Subword tokenization - Githubissues

CUNY-CL / yoyodyne

Small-vocabulary sequence-to-sequence generation with optional feature conditioning

Apache License 2.0

25 stars 15 forks source link

Subword tokenization #162

Open bonham79 opened 4 months ago

bonham79 commented 4 months ago

What are people's thoughts on adding preprocessing scripts to allow BPE-like tokenization of characters? Technically we already support this (just tokenize your input and use delineation function). But wonder if we see it as worthwhile as also writing up the scripting so it can be managed by the repo as well?

kylebgorman commented 4 months ago

I am weakly opposed. It is a big source of complexity in FairSeq and we don't have any reason to suppose it improves things on this task. (That said, fork and try it out and if it works better than expected...)

The one context I could imagine something vaguely similar if if we support using pretrained encoders---which we should. (I think there's an existing issue for that.) Then you'd just delegate the tokenization to the model's tokenizer.

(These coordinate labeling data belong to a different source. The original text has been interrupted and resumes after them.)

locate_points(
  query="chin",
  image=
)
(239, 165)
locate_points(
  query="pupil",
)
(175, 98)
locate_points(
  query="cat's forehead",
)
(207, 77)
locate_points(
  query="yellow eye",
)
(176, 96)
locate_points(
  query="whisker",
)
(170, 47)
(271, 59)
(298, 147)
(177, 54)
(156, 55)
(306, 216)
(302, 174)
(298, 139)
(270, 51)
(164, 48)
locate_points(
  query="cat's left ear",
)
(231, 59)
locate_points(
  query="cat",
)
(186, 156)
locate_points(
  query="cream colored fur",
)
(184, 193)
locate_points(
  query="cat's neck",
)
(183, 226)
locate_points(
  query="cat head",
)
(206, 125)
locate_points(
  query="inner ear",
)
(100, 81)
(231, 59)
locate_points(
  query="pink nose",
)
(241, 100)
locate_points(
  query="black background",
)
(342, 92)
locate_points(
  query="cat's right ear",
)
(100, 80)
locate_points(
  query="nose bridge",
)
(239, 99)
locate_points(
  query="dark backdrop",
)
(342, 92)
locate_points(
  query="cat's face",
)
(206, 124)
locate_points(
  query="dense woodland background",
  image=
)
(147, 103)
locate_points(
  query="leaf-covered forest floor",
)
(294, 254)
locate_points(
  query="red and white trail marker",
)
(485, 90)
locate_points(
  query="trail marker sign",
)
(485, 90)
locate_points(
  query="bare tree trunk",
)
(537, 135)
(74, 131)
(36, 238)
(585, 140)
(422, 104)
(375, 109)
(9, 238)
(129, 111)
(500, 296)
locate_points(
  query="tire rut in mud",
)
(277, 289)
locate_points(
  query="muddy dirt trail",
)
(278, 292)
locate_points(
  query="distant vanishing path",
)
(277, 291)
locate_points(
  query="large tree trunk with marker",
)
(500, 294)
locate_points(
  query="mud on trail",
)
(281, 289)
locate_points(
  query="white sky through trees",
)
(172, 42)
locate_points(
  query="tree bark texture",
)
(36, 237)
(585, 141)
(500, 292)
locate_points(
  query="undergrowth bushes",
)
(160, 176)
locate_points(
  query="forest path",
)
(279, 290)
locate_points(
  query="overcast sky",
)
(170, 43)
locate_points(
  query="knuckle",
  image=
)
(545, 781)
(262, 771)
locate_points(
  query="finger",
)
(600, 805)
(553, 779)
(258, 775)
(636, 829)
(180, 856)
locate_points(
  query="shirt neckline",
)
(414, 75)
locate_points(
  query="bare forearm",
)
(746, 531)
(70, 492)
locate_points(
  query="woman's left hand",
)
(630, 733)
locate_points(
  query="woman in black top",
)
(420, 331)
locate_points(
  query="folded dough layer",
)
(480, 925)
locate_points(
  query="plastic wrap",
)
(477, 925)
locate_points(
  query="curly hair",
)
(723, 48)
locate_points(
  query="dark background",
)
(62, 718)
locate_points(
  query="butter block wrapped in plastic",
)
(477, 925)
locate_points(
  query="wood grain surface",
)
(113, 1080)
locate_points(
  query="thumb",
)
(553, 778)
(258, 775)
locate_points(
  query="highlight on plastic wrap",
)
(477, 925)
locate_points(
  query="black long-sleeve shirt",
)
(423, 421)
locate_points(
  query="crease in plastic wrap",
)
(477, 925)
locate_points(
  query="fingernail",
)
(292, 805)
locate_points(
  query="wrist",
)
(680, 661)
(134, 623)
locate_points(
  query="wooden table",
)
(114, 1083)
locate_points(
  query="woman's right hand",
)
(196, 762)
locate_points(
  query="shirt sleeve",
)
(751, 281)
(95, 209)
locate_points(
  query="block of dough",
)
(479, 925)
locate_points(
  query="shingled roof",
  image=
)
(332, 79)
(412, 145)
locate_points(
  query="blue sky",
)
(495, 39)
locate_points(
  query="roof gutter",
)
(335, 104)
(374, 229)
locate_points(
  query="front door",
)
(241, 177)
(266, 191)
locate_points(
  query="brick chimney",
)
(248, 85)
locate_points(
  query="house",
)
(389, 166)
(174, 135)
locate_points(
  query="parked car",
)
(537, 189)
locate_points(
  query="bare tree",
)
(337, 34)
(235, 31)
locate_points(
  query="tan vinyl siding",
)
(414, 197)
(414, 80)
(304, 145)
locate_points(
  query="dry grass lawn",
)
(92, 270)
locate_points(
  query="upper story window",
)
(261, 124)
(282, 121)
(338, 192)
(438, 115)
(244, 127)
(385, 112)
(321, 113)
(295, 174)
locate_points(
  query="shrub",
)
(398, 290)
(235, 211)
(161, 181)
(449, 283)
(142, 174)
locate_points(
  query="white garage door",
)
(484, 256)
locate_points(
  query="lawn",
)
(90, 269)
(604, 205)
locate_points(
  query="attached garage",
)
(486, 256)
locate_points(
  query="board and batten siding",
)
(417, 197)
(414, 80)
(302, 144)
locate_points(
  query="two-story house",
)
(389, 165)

Adamits commented 4 months ago

I think maybe an example (in /examples) would be appropriate if we want to do this, where you use existing or custom code to tokenize your data with your tokenizer of choice, write it to a new train/dev/test file, and then run yoyodyne on the data?

kylebgorman commented 4 months ago

examples is the wild west, do what you will there, within reason ;)

bonham79 commented 4 months ago

Those were my exact thoughts. Use if wanted, drop if not necessary. Probably will do decently on deep orthography inflection tasks.